2.5 Editorial interventions are not always indicated, unfortunately, as in the added natural sign to the E in measure 28 on page 44. More puzzling is the inconsistent treatment of Philidor’s final barline, two parallel vertical lines with a dot on each space. In general, this sign indicates a repeat, sometimes of an entire strain, sometimes of just a segment of the final strain. While the editors sometimes indicate the creation of modern first and second endings, there are also instances in which they silently “correct” the final barline, transforming it from Philidor’s repeat sign to a set of equal-weighted parallel lines with no dots, suggesting no repeat (see pp. 16, 29, 30, 34, 36, 45, and 51) or even, as in the case of the “29e Entrée les Maures” (53), transforming Philidor’s repeat sign for the second strain into a standard non-repeating closing bar line. On page 27, the editors provide a brief footnote, indicating that they have altered the final barline, noting that in the source it is a “barre de section” as if it were somehow different from any of the other repeating barlines Philidor uses at the end of a section, although it is Philidor’s standard repeat sign in the source; then they suggest that “One may repeat the second section if one wishes.” Because the critical apparatus for this edition is minimal, these kinds of decisions, even when they are disclosed, are never explained, despite the fact that the issue of repeats in this repertory is not entirely without ambiguity. Some explanation of the editors’ decisions, and the grounds on which they chose to interpret select repeat signs as non-repeating, would have been welcome.

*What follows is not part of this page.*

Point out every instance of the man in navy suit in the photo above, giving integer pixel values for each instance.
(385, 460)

2.6 Leconte’s edition of the livret indicates the various entry titles from the Philidor source and provides a valuable point of reference. It also serves as yet another reminder of the incompleteness of Philidor’s sources and the many possibilities for error they engendered, as he made the best sense of those sources when he copied ballets composed before his birth. He does not seem to have had a copy of the livret at hand when compiling the ballet music so that his titles do not always line up readily with the order of entries as given in the printed livret. Leconte’s sensible suggestions regarding how the music matches up with the entries where these discrepancies occur reflect a deep acquaintance with both the literary and musical sources for this repertory.
3.1. The edition as a whole will be a useful addition to library collections, especially ones that support historical performance programs. Ideally, those using this as a performing edition will be willing to seek out resources that will allow them to become aware of the problems inherent in modern editions of this repertory. Informed by an awareness of how much performance-related information any modern edition of this music leaves to the interpretation of the performers, anyone wishing to perform this music needs to be willing to compare sources and editions. In order to render this edition most useful, a performer will also need to develop an awareness of the different possibilities for performance practice, the larger context for court ballet and how it was meant to function, and what role the music had in a production. Recent recordings of this repertory by Jordi Savall, Vincent Dumestre, and Hugo Reyne provide creatively different accounts of similar types of pieces, and careful study of these recordings and the primary sources could provide an important counterpoint to this edition. The Ballet des prospérité des armes de la France, despite its few performances, deserves closer study and attention; perhaps more performances of the music will enable musicians to develop a better understanding of how the music served the persuasive political ends of the skilled and aesthetically astute Cardinal Richelieu as he celebrated his personal and state triumphs.